The late Wednesday report said Iran’s vice president in charge of international affairs, Ali Saeedlou, described the two countries as powerful nations able to influence regional and global stability.
The comments appear to reinforce Iran’s support for its main Middle East ally and counter speculation that Iran’s leadership was facing internal battles over whether to continue their backing for the embattled Assad.
“Tehran is ready to give its experience and capabilities to its friend and brother nation of Syria,” IRNA reported Saeedlou as saying in a meeting with Syria’s deputy prime minister, Omar Ibrahim Ghalawanji, who is in Tehran with a Syrian delegation.
Saeedlou did not elaborate about which experience or capabilities he had in mind.
On Tuesday Gen. Masoud Jazayeri, a spokesman of Iran’s Joint Chiefs of Staff, said that Assad’s regime has friends in the region poised to “strike out” — an apparent reference to forces that include militant groups Hezbollah in Lebanon and Hamas in the Gaza strip.
Hezbollah, whose strongholds lie along the Syrian border, maintains a heavily armed guerrilla force that has held its own against its high-tech Israeli adversary. It has ideological links to Tehran’s theocratic regime, and has long benefited from support in Damascus.
Iran would not likely dispatch military units or hardware to Syria, however — earlier on Wednesday Iranian Defense Minister Gen.
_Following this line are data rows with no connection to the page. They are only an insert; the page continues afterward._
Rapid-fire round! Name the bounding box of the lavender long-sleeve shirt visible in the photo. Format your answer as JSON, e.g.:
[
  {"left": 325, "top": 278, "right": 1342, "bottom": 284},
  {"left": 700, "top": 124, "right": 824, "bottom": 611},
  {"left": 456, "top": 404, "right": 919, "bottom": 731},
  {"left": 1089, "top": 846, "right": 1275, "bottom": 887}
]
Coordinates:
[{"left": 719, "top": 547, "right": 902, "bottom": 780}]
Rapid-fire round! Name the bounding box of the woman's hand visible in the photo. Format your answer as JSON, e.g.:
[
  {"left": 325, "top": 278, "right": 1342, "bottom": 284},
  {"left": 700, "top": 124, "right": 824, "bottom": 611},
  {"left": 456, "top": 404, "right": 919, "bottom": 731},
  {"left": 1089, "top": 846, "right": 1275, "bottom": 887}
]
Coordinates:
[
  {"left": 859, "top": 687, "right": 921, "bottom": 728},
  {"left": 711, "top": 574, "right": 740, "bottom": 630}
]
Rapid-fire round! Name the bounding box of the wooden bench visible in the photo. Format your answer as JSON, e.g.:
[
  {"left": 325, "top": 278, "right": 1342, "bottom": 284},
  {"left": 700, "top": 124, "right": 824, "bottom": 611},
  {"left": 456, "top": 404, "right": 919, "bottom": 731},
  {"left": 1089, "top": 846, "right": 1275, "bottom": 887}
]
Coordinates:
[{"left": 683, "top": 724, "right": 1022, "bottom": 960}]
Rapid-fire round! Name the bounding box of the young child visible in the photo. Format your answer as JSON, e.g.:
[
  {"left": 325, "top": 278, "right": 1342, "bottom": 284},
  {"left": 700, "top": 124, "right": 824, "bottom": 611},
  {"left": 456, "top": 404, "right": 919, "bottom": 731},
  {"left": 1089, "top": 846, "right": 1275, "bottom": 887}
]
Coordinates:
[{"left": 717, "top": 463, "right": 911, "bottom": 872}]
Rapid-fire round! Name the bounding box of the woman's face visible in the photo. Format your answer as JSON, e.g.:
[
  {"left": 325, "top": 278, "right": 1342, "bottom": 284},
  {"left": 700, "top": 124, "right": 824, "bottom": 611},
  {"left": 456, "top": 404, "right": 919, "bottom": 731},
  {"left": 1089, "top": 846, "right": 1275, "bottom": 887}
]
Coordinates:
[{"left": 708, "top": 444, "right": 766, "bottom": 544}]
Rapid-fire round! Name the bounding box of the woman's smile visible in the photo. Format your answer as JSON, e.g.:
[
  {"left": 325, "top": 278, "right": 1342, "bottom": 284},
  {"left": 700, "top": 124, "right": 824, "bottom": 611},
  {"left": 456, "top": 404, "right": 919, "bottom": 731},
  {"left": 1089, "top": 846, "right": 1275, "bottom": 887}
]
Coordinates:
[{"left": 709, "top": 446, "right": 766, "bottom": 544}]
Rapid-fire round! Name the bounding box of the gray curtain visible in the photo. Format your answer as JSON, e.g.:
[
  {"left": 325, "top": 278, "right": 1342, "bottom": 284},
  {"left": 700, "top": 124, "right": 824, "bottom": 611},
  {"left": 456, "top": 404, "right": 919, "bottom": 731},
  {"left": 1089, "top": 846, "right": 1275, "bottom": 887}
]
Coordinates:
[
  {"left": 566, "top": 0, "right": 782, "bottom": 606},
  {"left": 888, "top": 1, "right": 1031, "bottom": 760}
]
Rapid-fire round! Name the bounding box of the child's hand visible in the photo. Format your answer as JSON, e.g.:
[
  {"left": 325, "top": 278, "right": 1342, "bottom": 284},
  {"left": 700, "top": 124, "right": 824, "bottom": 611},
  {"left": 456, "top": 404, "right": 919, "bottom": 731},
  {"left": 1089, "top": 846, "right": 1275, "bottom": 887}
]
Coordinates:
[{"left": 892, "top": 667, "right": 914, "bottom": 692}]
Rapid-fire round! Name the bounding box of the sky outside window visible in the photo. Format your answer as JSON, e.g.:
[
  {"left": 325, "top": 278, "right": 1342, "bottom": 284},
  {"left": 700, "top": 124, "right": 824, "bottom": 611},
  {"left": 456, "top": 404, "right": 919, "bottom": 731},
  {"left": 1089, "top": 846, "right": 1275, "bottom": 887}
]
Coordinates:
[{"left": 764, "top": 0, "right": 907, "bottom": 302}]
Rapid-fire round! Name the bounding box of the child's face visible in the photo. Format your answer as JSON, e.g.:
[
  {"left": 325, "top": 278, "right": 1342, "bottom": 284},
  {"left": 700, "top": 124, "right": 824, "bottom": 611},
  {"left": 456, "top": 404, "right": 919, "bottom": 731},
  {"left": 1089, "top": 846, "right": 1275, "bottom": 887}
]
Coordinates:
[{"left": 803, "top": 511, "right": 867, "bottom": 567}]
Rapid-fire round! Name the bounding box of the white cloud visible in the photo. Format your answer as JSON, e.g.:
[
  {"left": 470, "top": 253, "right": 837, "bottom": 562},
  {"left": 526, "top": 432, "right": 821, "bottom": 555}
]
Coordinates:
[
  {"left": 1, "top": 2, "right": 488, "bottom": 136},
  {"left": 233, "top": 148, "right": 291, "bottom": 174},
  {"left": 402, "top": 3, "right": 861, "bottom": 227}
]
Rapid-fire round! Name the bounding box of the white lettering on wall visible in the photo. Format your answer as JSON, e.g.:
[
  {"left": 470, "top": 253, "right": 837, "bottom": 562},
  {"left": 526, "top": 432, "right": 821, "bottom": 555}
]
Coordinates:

Ahmad Vahidi reiterated his country’s stance against military intervention in its key ally, noting that at present “Iran has no military forces in Syria” or plans to send any.
State TV reported the Syrian delegation signed cooperation agreements involving dam construction as well as power plant and grid development, building on previous collaboration in past years when Iran built several car-making and cement factories in Syria.
Syria’s Ghalawanji described his country as facing serious challenges as a result of “cruel sanctions” imposed by the U.S., European Union, and Arab countries on Damascus over its handling of an increasingly bloody 17-month uprising, the IRNA report said.
It also said that Iran’s First Vice-President Mohammad Reza Rahimi told Ghalawanji in a separate meeting that he could count on unwavering support from Iran.
“Given that powers have united to damage the Syrian nation, Iran’s stance toward Syria is not changeable — it will always stand by its Syrian brothers,” Rahimi was quoted as saying.
Some 19,000 people have died in the Syrian uprising since March 2011. Syrian opposition groups have refused Iran’s proposal to play a mediator role between Assad and rebels.
Tehran stamped out its own wave of mass protests in 2009, launching a severe crackdown on the opposition Green Movement after the disputed re-election of President Mahmoud Ahmadinejad. The movement has been mostly silent since then.